Ending the Skills Gap to Prime Economic Recovery

  • A National Skills Forum report on women, skills and productivity urges government, employers, broadcasters and educationalists to support initiatives aimed at removing barriers to better IT training for women.
  • Such barriers are especially high for those with children wanting to return to work and women in their forties or older who have missed out on training opportunities in the past.
  • In the UK, just over a third (36.8%) of science, engineering and technology undergraduates and around 1 in 40 of engineering apprentices are women. This even as the National Skills Forum declares there to be critical shortage of skilled workers in science, engineering and IT.
  • There are at least 27 ways to attract women to these sectors, according to the NSF, including:
    1. “More needs to be done to challenge young women’s perceptions about traditionally ‘male’ sectors like IT.”
    2. The “long-hours” culture must stop penalising those who have commitments to provide care for families and others outside of work, primarily through flexible work schedules.
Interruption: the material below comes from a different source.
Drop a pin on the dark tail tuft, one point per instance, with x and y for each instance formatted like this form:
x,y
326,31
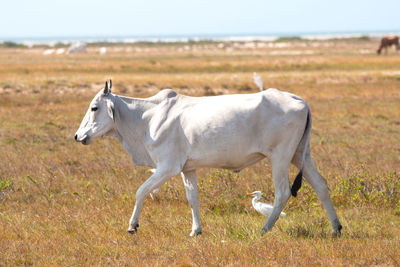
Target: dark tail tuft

    3. Extend recent extensions to maternity leave to fathers so that women are less likely to take more time out from work than men — and then offering men nontransferrable time off to persuade them to use paternity leave instead of having their partners stop working.
    4. Provide childcare for parents of young children so they can learn IT skills for a re-entry into the work force.
    5. Besides ongoing plans to expand apprenticeship programmes, such efforts must be gender-blind and allow for part-time scheduling.
    6. Reverse recent cutbacks and reinvesting in adult and community learning (ACL) schemes. Over three-quarters of ACL subscribers are women.
    7. Broadcasters should include positive portrayals of women in science, engineering and technology in their programming.